Detecting exact breakpoints of deletions with diversity in hepatitis B viral genomic DNA from next-generation sequencing data.

Many studies have suggested that deletions of Hepatitis B Viral (HBV) are associated with the development of progressive liver diseases, even ultimately resulting in hepatocellular carcinoma (HCC). Among the methods for detecting deletions from next-generation sequencing (NGS) data, few methods considered the characteristics of virus, such as high evolution rates and high divergence among the different HBV genomes. Sequencing high divergence HBV genome sequences using the NGS technology outputs millions of reads. Thus, detecting exact breakpoints of deletions from these big and complex data incurs very high computational cost.

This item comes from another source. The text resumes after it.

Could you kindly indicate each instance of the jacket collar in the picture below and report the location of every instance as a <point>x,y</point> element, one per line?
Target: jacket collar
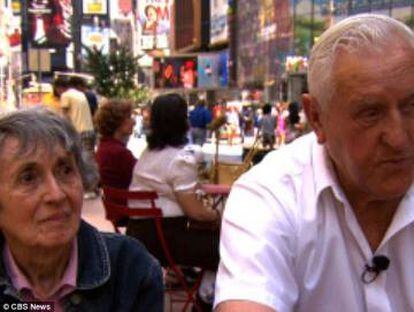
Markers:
<point>93,264</point>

We proposed a novel analytical method named VirDelect (Virus Deletion Detect), which uses split read alignment base to detect exact breakpoint and diversity variable to consider high divergence in single-end reads data, such that the computational cost can be reduced without losing accuracy. We use four simulated reads datasets and two real pair-end reads datasets of HBV genome sequence to verify VirDelect accuracy by score functions. The experimental results show that VirDelect outperforms the state-of-the-art method Pindel in terms of accuracy score for all simulated datasets and VirDelect had only two base errors even in real datasets. VirDelect is also shown to deliver high accuracy in analyzing the single-end read data as well as pair-end data. VirDelect can serve as an effective and efficient bioinformatics tool for physiologists with high accuracy and efficient performance and applicable to further analysis with characteristics similar to HBV on genome length and high divergence. The software program of VirDelect can be downloaded at https://sourceforge.net/projects/virdelect/.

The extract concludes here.